Nuestros maestros y profesores explicaban la lección, después preguntaban y nosotros respondíamos los exámenes por escrito. Es decir: se creó un sistema oral de transmisión de conocimientos, desde el profesor hasta el alumno,y un sistema escrito de vuelta porque esos conocimientos se medían después con papel mediante. Por tanto, aquí se formaban solamente receptores. Mientras, en las aulas americanas, británicas o italianas se formaban emisores, además de receptores. Y en las escuelas francesas, desde la primaria hasta la universidad, se enseñaba a estructurar con precisión la respuesta de los alumnos, y se exigía ordenar los conocimientos para expresarse después oralmente o por escrito.
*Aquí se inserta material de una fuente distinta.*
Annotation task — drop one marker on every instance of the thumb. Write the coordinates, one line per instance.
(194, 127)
Como consecuencia de que solo nos formaron como receptores y no como emisores, no estamos acostumbrados a hablar, ni tampoco a escuchar activamente, y la escucha es absolutamente fundamental, entre otras cosas, para emitir mejor. Escuchamos poco y, en consecuencia, fallamos después estrepitosamente en la emisión. Ya lo advirtió Plutarco, el historiador y ensayista griego: «Para saber hablar, es preciso escuchar».
Digámoslo de otro modo: de las cuatro habilidades básicas para comunicar —leer, escribir, hablar y escuchar— en la escuela únicamente nos enseñaron las dos primeras, leer y escribir, que son, desde luego, fundamentales. Pero no solo hay que saber leer y escribir, sino hacerlo muy bien para comprender lo que se lee y también para expresarse por escrito, ya que resulta preocupante el retroceso en la calidad de la expresión escrita. Los déficits de los profesionales proceden de la falta de enseñanza de las dos últimas habilidades: hablar y escuchar.[4]
Hablar es fundamental. «La gobernación se hace hoy con palabras. Deciden tanto como los hechos. Deciden, sobre todo, la parte psicológica de la crisis», ha escrito Fernando Ónega.[5] Y por gobernación podemos entender aquí, de forma general, la de la política, de las empresas, de las escuelas, de las asociaciones y de la vida misma.
Saber hablar es fundamental, pero saber escuchar de forma activa también. «Aquel que sabe escuchar será aquel al que después escuchen», sostiene Blondel en su librito Développer votre ecoute pour manager encore mieux.[6] Insiste el autor francés en que los mejores líderes son aquellas personas que buscan primero comprender, antes de hacerse entender. Y para comprender, claro, hay que escuchar.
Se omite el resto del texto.